Any more details on svn update being especially bad at killing your data forever? We've been using svn for 5.5 years now and I've never personally lost data with any of the available clients. (I can admit that svn revert does irretrievably destroy client-side changes, but that's what the command is designed to do, so...)
Consider the (common) case where you modify some files, want to commit them, get the "your tree is out of date, run svn update", run svn update, and then have the svn update merge fail; some files updated, others conflicted.
Once you run svn update, your working tree is gone forever. And often, you can't save your changes until you risk blowing them away.

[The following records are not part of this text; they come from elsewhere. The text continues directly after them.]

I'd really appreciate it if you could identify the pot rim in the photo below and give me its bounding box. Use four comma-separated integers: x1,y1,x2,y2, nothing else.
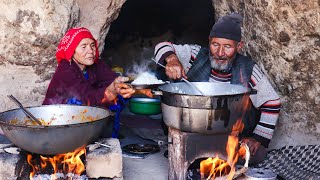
0,104,114,129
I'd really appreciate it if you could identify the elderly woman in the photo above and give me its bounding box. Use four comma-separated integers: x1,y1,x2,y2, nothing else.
43,27,135,108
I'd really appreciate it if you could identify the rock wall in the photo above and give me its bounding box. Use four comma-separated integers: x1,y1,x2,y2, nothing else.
0,0,125,112
213,0,320,148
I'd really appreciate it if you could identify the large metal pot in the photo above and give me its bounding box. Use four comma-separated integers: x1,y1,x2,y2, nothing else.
0,105,111,155
159,82,250,134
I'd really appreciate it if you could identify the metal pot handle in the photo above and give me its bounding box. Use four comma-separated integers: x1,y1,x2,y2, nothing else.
248,89,258,95
151,90,163,96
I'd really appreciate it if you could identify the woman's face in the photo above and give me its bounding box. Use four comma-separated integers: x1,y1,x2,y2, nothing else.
73,38,96,68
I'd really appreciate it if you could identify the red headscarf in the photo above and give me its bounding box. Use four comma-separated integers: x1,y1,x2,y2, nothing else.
56,27,99,63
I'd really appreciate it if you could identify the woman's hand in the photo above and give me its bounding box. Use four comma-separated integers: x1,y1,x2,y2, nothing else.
165,54,187,80
102,76,135,102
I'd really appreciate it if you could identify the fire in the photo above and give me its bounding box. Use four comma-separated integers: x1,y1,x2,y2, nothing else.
200,120,246,180
27,147,86,180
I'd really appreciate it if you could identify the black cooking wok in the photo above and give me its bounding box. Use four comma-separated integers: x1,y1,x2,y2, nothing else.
0,105,111,155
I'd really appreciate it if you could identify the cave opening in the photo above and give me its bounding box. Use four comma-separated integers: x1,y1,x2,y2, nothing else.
101,0,214,72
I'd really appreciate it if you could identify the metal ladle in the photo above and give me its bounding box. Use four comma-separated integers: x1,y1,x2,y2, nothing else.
8,95,42,126
152,58,204,96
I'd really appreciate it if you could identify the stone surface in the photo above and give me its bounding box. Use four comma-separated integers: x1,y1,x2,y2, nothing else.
0,0,125,112
212,0,320,148
0,144,20,180
86,138,122,178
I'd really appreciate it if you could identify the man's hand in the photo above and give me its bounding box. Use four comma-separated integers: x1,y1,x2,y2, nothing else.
241,137,261,156
135,89,153,98
102,76,135,102
165,54,187,80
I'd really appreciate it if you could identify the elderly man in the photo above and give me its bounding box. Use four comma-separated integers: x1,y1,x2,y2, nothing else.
155,13,280,164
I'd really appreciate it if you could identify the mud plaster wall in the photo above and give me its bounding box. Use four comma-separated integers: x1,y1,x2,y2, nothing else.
212,0,320,148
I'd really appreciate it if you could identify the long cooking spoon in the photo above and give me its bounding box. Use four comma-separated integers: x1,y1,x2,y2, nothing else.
8,95,42,126
152,58,204,96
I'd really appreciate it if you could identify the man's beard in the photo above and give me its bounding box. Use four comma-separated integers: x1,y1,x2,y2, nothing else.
209,53,235,72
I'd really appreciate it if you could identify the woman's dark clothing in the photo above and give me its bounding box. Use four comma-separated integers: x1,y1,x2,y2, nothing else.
43,60,117,107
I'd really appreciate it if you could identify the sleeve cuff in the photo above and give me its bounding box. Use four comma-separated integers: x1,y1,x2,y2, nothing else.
159,51,176,66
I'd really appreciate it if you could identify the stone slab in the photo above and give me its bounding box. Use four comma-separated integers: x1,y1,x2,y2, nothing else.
86,138,123,179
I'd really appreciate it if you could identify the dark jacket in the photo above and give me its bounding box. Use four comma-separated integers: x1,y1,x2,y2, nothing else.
43,60,117,107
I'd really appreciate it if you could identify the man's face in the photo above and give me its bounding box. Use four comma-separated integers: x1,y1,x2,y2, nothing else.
73,38,96,66
209,37,243,71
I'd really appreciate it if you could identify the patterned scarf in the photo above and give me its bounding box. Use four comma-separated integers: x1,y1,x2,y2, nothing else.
56,27,99,63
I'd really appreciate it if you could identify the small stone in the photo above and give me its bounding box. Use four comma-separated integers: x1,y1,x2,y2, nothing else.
0,149,20,180
3,147,20,154
86,138,123,179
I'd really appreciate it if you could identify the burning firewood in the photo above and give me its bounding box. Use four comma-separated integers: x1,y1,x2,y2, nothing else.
232,143,250,179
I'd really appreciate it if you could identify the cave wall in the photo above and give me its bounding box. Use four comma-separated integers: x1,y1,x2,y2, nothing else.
212,0,320,148
0,0,125,112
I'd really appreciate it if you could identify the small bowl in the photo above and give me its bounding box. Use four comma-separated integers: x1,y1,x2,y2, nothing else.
129,97,161,115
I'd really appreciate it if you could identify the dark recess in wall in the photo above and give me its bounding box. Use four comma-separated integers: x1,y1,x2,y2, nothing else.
101,0,214,74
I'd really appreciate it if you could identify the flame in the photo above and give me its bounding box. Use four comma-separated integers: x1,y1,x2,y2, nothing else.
27,147,86,180
200,119,245,180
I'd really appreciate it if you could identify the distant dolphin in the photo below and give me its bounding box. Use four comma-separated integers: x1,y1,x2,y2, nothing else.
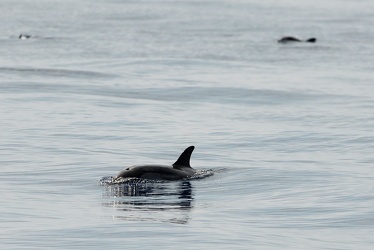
115,146,196,181
18,34,33,40
278,36,317,43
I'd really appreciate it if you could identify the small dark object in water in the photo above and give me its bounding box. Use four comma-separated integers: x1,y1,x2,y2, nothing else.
114,146,196,181
278,36,317,43
18,34,33,39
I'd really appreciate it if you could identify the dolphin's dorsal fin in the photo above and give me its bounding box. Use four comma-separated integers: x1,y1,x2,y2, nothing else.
173,146,195,168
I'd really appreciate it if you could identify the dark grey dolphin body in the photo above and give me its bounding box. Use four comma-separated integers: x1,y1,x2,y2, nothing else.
116,146,196,181
278,36,317,43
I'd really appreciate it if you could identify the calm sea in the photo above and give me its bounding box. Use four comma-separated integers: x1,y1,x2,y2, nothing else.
0,0,374,250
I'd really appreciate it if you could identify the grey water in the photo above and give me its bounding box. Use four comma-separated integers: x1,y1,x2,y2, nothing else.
0,0,374,249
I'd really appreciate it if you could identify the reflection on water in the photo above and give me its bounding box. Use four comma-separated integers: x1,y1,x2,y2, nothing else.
102,181,193,224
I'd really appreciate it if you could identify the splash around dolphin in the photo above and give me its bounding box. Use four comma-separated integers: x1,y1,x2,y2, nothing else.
114,146,196,181
278,36,317,43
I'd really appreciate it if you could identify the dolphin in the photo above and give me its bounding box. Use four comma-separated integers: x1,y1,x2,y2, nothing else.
18,34,33,40
278,36,317,43
114,146,196,181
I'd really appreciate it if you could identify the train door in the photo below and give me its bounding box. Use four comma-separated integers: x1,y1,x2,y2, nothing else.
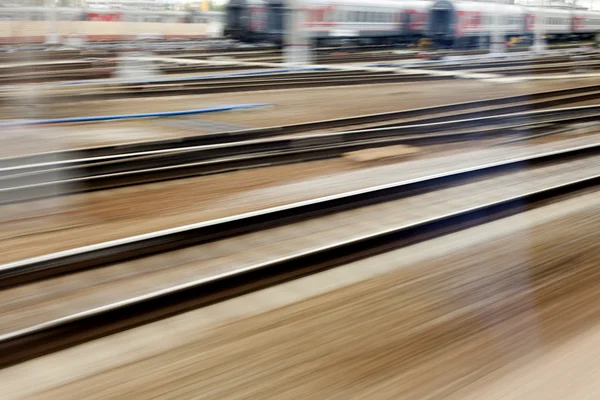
267,1,286,34
225,0,249,35
429,0,454,36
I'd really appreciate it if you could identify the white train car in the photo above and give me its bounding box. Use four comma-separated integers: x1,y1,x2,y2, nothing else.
572,10,600,40
428,0,600,47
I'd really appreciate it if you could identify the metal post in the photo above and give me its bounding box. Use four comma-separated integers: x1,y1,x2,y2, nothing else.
490,1,505,54
531,1,546,53
283,0,312,65
46,0,59,44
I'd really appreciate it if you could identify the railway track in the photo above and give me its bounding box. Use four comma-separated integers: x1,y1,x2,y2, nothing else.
0,86,600,204
32,72,453,102
0,143,600,366
0,49,597,84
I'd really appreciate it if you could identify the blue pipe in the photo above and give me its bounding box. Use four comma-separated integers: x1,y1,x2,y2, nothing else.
0,104,270,128
51,67,328,86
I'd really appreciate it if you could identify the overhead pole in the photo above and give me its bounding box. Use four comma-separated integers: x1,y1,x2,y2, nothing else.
46,0,59,44
490,0,505,54
283,0,312,65
531,0,546,53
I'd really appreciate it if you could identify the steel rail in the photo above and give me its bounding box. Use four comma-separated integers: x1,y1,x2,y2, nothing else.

That is Very Bad.
In git, you can't destructively update your working tree (via a merge, anyway) until you have committed it. Once you commit, you can "git pull --rebase", fix the conflicts, and push the resulting tree. This is svn's workflow, except that if you don't like what happens you can just say "git reset --hard HEAD@{0}" and try again later.
Interesting, I've used svn for about four years and have never "lost" anything I've changed in my working copy. I've certainly had some cases of merge conflicts that were tedious to resolve, but my changes were all "there". And if you're working in a branch and commit to your branch before you try to merge back into trunk, you can always get everything back if something goes awry.
I'm not saying git doesn't handle this better; I have not tried it yet myself. But in my experience it's possible to use svn without risk of losing your changes.
When you run svn update and get a conflict on file foo.c, the contents of foo.c indeed have the conflict markers, but svn helpfully leaves you a file called foo.c.mine, which is your originally modified file.
No, I'm saying your tree is gone forever. The files that did not have conflicts have already been merged, but the files that do have conflicts are in their old state. You can't always go back to the "before svn update" state.
With git, any operation I perform can be reverted via the reflog. Even reverts can be reverted! That beats any shiny UI any day.